Он поставил шляпу на стол, зажмурился. Вынул и вернул себе руку обратно. Осмотрел её: на месте слияния вокруг руки тянулась тонкая чёрная тканевая полоска. А на тканевом дне медленно впитывался в недра цилиндра маленький обруч кожи. Животные забеспокоились, начали греметь прутьями клеток
– Что за дрянь? – Уильям постарался счистить кусок ткани с руки, но тот въелся под кожу, будто татуировка. Он взял наждачку со стола и принялся натирать руку. Боль стеганула по нервам. Мужчина зажал в зубах маленький кожаный ремешок, взятый со стола, и продолжил тереть.
Участок кожи покраснел, кое-где из пор выступила кровь. Но до въевшейся ткани добраться ему не удалось. Он бросил эту затею. Взял со стола стеклянный пузырёк со спиртом, обработал повреждённый участок кожи. Затем отрезал совсем надрезанный рукав рубашки и обмотал его вокруг руки.
Уильям записал в дневник:
Поместил руку вне пределов цилиндра, а затем посмотрел на его дно. Рука срослась с материалом подкладки. При этом нервные связи остались целыми. После изъятия руки, на ней остался тканевый след под кожей. То же самое и на дне цилиндра: остался след в виде круга моей кожи. Кожа постепенно впиталась…
Уильям достал карманные часы на цепочке и пробубнил под нос:
– Нужно поторопиться…
Восточная часть неба готовилась к “просветлению”.
Он положил цилиндр на середину комнаты. Вытащил из под стола бухту каната длиной 32 фута. Один конец прочно обвязал вокруг потолочной балки, другой сбросил в шляпу. Взял две керосиновые лампы, одну зажег и поставил на пол, вторую повесил на пояс. Перочинный нож положил в правый карман, спички – в левый. Подёргал канат, повис на нём.
– Должен выдержать, – убедил он себя и отправился в глубину вне пределов.
Он спускался на канате и глядел в потолок, когда голова его коснулась полей цилиндра, он зашарил рукой по полу, стараясь не смотреть на дно цилиндра. “Так и головой срастись можно”, – подумал он.
Когда лампа наконец была найдена, он повесил её на пояс с другого бока, зажмурился и продолжил спуск. Через пару футов, по ощущениям он остановился и открыл глаза, стараясь смотреть перед собой.
“Если я посмотрю на дно с другой стороны – оно захлопнется?” – размышлял Уильям. – “А если оно захлопнется, то срастётся с канатом с этой стороны?”
Мужчина зафиксировался на канате одной рукой, другой снял с пояса лампу и осветил тьму вокруг себя.

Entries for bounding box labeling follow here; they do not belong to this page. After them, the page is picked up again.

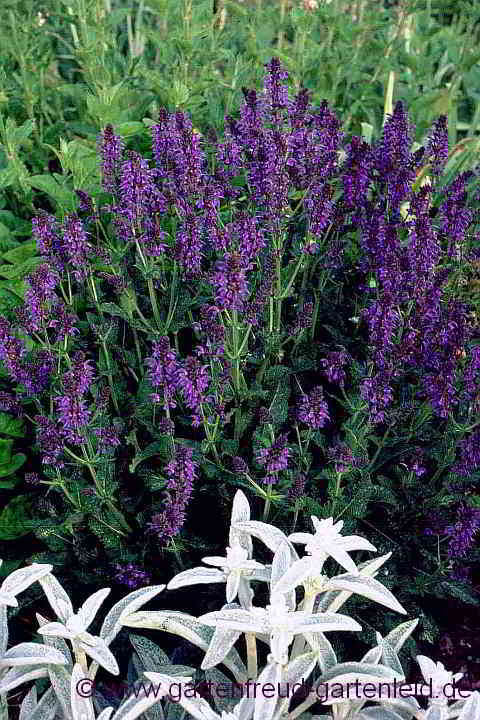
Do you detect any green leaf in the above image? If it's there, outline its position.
[3,241,37,265]
[115,122,145,137]
[0,495,39,540]
[0,287,21,315]
[129,435,171,473]
[28,175,76,211]
[0,165,17,190]
[0,475,21,490]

– Тьма – хоть глаз выколи, – буркнул журналист. До него донеслись звуки хлопающих крыльев где-то около себя. Уильям хотел посмотреть наверх, но тут же поймал эту мысль за хвост и вышвырнул её из головы. По телу снова пробежал холодок. Он чуть не закрыл дно, стоило ему поддаться этой мысли и посмотреть наверх.
Уильям посмотрел вниз – дна не видно. Он скинул одну лампу вниз. И наблюдал как светящаяся точка удаляется от него вдоль каната. Пару раз отскочив от поверхности, лампа остановилась в какой-то момент и потухла. Но за мгновение Уильям увидел “хвост” каната, лежащий под углом. Он лежал!

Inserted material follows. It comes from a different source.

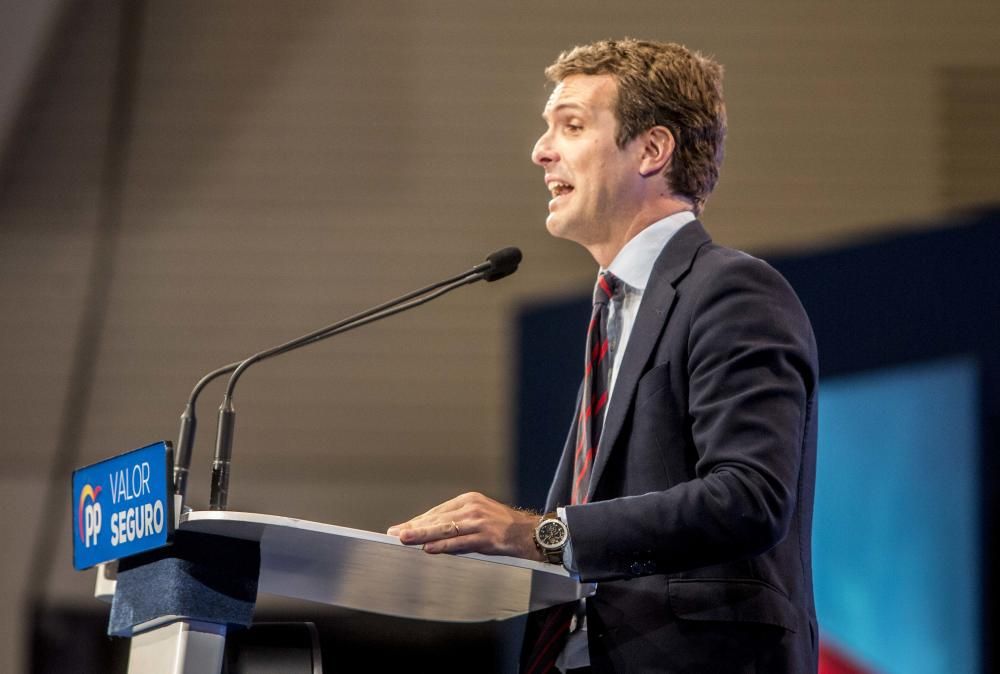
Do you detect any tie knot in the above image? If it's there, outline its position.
[594,271,622,304]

“Значит там есть дно!” – радостно подумал Уильям. – “Но почему лампа не разбилась, упав с такой высоты? Там что-то мягкое?”
Через несколько минут мужчина достиг дна и аккуратно потрогал носком ботинка поверхность, на которой она стояла. Что-то мягкое и упругое, как мешок с жиром. Он аккуратно спустился с каната и ступил обеими ногами на поверхность, дав наконец напряжённым рукам отдохнуть.
Мужчина достал спичку и зажёг керосиновую лампу.
– Хм, странно… – хмыкнул он. От лампы не пахло керосином. Здесь вообще не было запахов.
Уильям присел с лампой в руке и оглядел “мягкую поверхность”. От неожиданности ноги у него подкосились. Он сел на “пол”, тут же подскочил, споткнулся и завалился набок. Керосиновая лампа мягко приземлилась рядом и осветила чью-то мёртвую голову, лежащую прямо напротив живой ещё головы Уильяма. Он закричал и снова вскочил, стараясь устоять на ногах. Журналист, пересилив панику, наклонился и осветил поверхность вокруг себя. Это была груда безжизненных тел: людей и животных. Большую часть тел составляли кролики и женщины в цирковых костюмах распиленные пополам. Они не разлагались и выглядели довольно свежо.
– Боже правый! Да он маньяк! – дрожащим голосом пролепетал Уильям. – Это безумие! Это дьявол!
Он бросился к канату, но лампа светила не так ярко, чтобы высветить спасительную верёвку. Уильям не смотрел наверх, даже в такой ситуации, эту единственную мысль он держал под контролем.
“Не смотреть наверх. Не смотреть наверх. Главное – не смотреть наверх”, – повторял он мантру в голове. Взглядом он встретился с чьими-то безжизненными глазами. – Господь милосердный! Вниз тоже смотреть не стоит. Только вперёд. Только вперёд”.
Сквозь тягучие, как патока, минуты поисков, он наконец пробрался к канату. Не глядя под ноги, поставил лампу кому-то на лоб и дрожащими руками начал взбираться, стараясь смотреть только перед собой, позже он и вовсе зажмурился.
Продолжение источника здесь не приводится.